The Result<Option<T>, E>
pattern however says that the producer has no idea if
it is at the end, unless it tries to parse more, which can obviously fail.
# Can I ignore errors?
Well, its complicated.
If you want to be safe, the answer is no. You gotta propagate the first error
you see. As the two issues I linked in the beginning show, you can never
assume that the producer is well behaved. It might just return the same parse
error over and over again till infinity, which is a super bad place to be in.
Or it might skip ahead to the next parsable item. Or it might behave like a
"fused" Iterator and return None
afterwards. You really can’t tell. And that
is the problem I wanted to highlight.
# Conclusion
Parsing is hard, errors will inevitably happen. How to deal with those depends on the use cases. In general, I do have some tips from experience:
- As a consumer, assume the worst and always propagate errors by default.

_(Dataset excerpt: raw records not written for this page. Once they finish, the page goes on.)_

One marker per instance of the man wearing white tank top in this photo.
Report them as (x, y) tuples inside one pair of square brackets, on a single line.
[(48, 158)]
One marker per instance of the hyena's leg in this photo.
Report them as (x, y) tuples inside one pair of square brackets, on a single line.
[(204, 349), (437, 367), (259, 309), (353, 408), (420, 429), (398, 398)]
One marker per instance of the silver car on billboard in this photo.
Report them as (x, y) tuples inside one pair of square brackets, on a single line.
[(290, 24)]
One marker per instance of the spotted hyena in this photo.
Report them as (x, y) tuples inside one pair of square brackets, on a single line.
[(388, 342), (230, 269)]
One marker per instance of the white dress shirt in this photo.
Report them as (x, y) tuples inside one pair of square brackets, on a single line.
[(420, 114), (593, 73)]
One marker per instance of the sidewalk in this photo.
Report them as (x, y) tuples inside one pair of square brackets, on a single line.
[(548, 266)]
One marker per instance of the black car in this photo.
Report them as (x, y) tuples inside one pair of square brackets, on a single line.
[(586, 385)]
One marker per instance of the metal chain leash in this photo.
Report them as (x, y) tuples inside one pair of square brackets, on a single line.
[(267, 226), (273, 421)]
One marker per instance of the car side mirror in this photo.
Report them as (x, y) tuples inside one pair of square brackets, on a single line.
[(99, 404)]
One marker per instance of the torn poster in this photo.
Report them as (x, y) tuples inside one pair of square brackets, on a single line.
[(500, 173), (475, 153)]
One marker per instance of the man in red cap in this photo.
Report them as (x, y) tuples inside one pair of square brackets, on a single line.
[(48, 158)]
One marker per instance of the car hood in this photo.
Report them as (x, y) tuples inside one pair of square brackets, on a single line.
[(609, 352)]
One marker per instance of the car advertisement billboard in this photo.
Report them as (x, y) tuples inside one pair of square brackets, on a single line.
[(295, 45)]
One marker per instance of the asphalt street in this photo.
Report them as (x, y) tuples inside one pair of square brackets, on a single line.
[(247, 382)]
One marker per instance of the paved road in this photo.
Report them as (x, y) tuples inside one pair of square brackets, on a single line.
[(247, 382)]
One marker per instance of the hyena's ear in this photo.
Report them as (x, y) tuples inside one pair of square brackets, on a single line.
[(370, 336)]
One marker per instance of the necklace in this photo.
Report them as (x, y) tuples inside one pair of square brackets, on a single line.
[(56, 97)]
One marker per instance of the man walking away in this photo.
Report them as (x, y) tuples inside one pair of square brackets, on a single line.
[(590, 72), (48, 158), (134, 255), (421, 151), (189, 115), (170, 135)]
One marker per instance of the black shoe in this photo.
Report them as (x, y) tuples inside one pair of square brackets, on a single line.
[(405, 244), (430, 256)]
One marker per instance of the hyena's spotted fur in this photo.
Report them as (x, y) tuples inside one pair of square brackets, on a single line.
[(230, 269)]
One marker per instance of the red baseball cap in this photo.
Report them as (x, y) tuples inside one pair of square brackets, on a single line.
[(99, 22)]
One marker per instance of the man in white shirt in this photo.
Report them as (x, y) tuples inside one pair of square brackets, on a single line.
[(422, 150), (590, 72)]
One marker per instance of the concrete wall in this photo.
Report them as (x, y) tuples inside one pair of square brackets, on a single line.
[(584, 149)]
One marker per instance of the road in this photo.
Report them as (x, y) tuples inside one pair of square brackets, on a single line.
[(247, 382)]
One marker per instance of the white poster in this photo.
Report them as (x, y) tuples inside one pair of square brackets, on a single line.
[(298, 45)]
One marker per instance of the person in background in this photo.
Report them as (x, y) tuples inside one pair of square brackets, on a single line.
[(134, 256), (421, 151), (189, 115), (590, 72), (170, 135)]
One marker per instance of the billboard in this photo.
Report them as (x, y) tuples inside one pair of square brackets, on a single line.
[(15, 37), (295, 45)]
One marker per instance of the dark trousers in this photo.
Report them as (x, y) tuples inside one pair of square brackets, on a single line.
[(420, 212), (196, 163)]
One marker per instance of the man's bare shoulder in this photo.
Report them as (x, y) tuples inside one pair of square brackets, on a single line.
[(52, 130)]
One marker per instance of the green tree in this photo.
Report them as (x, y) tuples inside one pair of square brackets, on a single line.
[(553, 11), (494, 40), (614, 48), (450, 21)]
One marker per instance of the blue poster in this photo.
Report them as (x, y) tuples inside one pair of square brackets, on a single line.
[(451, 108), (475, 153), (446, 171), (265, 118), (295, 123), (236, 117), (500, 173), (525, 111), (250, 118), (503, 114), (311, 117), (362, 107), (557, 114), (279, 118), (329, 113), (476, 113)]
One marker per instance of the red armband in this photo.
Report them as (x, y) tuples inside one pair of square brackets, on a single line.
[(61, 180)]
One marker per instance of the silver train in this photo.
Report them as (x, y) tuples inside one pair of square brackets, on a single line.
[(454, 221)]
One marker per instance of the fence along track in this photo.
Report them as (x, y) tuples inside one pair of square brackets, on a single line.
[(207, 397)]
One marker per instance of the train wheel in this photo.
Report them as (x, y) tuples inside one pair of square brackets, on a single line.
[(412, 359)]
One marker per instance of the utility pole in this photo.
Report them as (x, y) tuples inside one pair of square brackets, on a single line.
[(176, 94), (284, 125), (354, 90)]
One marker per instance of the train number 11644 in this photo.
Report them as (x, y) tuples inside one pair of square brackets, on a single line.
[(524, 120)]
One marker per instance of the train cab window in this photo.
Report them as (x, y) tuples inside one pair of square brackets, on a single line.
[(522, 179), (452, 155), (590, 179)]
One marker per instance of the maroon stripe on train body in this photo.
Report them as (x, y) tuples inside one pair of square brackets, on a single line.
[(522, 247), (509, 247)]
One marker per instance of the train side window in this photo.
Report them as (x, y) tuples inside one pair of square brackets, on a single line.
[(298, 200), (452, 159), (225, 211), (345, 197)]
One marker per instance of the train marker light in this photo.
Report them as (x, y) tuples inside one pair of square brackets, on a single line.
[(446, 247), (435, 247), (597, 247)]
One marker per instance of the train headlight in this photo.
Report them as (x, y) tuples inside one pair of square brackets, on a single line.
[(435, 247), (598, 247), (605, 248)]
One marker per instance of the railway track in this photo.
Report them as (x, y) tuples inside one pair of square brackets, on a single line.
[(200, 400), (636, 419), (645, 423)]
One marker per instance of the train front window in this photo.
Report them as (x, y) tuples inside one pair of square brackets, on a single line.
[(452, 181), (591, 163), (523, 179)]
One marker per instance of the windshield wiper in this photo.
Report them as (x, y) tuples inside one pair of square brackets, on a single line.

- If you want to be lenient, audit the producer code carefully to make sure it recovers or terminates after errors correctly.
- Be mindful that any update can break these assumptions!
- If in doubt, error out.
- As a producer, make sure that your iterators always terminate no matter what.
- It might be good to have tests that just do
for _ in iter {}
or the equivalent forResult<Option<T>, E>
to check that iterators do not loop infinitely. - The above test is perfect for fuzzing btw ;-)
- Document the behavior of your iterators!
Well this is it. Which of these two pattern do you prefer? Do you agree with my assessment about which intentions these patterns express?